Wed 14 Mar 2018 (6:00pm - 8:00pm)
A/AA Offices
Level 16, 356 Collins Street, Melbourne VIC 3000
NGN student member $15.00
NGN member $25.00
Non-member $35.00

Futuristic PD Workshop - CSIRO: Building a Carbon Fibre Industry in Australia

Building a Carbon Fibre Industry in Australia

Carbon fibre is increasingly being utilized as a reinforcing material due to its high strength and high modulus, which is imparted into the properties of the final composite. Carbon fibre (CF) is composed almost entirely of carbon atoms arranged in extended planar hexagonal sheets. CF is characterised by high strength (tensile strength), stiffness (tensile modulus), and brittleness; it has a high strength to weight ratio, high chemical resistance, high temperature tolerance, and low thermal expansion. These properties make composite materials derived from carbon fibre ideal for many applications, including for aerospace, civil engineering, military, and transport.
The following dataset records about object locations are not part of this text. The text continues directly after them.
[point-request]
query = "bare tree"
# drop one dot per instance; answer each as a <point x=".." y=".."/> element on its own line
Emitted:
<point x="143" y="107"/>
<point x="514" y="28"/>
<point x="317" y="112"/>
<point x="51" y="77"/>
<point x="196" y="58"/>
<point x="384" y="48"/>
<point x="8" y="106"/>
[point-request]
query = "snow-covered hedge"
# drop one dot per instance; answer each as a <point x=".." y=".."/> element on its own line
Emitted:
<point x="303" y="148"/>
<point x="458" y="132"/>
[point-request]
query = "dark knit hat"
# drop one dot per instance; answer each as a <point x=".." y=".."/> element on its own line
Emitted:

About 90% of all commercial CF is made from acrylonitrile, with the remaining 10% made from pitch and rayon. The production of CF from acrylonitrile is a complex process that typically involves three distinct processes (Figure 1); polymerisation of acrylonitrile to produce polyacrylonitrile (PAN, aka precursor polymer); conversion of PAN to PAN fibre (aka white or precursor fibre); and carbonisation of PAN fibre to produce CF. The resulting CF can be processed into in a variety of forms, including yarns, weaves, and braids, which are in turn used to create carbon fibre composite (CFC) parts when combined with resins.

Figure 1: The carbon fibre value chain

The opportunity:
It is widely understood in the open literature and industry, and confirmed through stakeholder interviews, that the production of the PAN fibre from acrylonitrile accounts for about 50% of the CF production cost, but sets about 80% of the material properties and performance of the final CF.
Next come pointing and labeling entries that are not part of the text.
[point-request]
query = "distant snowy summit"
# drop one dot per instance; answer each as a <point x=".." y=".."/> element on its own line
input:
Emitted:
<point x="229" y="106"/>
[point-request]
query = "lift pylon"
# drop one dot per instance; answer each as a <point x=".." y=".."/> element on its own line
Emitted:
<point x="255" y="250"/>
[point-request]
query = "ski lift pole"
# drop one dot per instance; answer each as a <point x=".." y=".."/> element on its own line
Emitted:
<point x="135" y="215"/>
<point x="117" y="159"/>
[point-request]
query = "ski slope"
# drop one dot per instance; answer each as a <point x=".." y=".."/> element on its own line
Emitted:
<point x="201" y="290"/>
The innovation: Our work is aimed at the design, development and evaluation of PAN with well-defined structural characteristics through the application of RAFT polymerisation technology. Early data has clearly demonstrated the potential of this approach through the production of carbon fibre equivalent to commercial grade (T300) suitable for automotive applications, achieved with only minimal refinement and process optimisation.
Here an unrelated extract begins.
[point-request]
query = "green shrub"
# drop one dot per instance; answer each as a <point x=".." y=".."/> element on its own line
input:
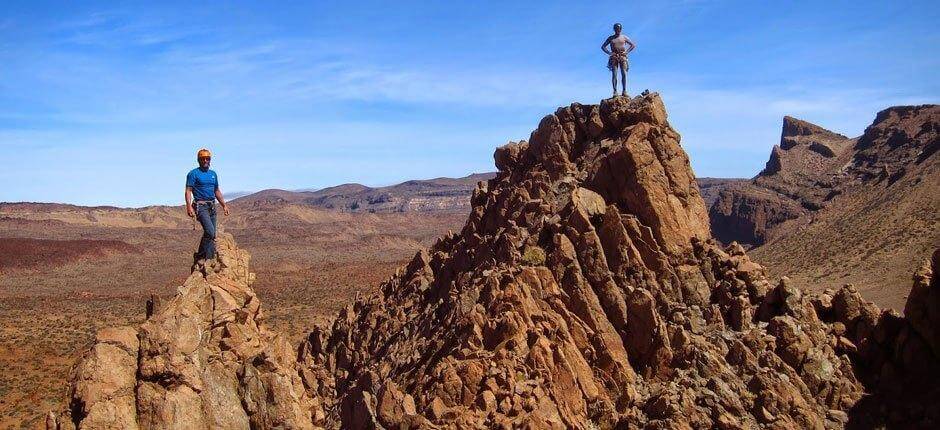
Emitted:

This presentation will detail our experimental program and progress to date.  

Dr John Tsanaktsidis
Research Director - Advanced Fibres and Chemical Industries Program
CSIRO Manufacturing

Dr Tsanaktsidis is a synthetic organic chemist with over 30 years of experience, focussing on the development and translation of chemistry solutions to the chemical industry. Dr Tsanaktsidis is currently the Research Director of the Advanced Fibres and Chemical Industries Program (AFCI) at CSIRO Manufacturing. As Research Director, he sets the vision, strategy for AFCI to deliver outcomes and impact through mission directed, multi-disciplinary and collaborative science aligned to the goals of a CSIRO Manufacturing Business Unit. Dr Tsanaktsidis applies his extensive background and experience in scientific research, management, business development, technology commercialisation, and business leadership to deliver commercial value to clients through the creation and translation of innovative technical solutions to the chemical manufacturing industry.

Dr Tsanaktsidis has authored or co-authored over 60 peer reviewed papers, 5 patents, and 2 book chapters, and has an h-index of 17. His efforts have been recognised by CSIRO for Business Excellence (2003) and Project Management (2004), and through a Chief's Innovation Award for his efforts in continuous flow chemistry (2012), and by The Flinders University of South Australia in 2006 through a Distinguished Alumni Award. Dr Tsanaktsidis is a Fellow of the RACI and has served as Chair of the Organic Chemistry Division of the RACI, the peak body for chemists in Australia.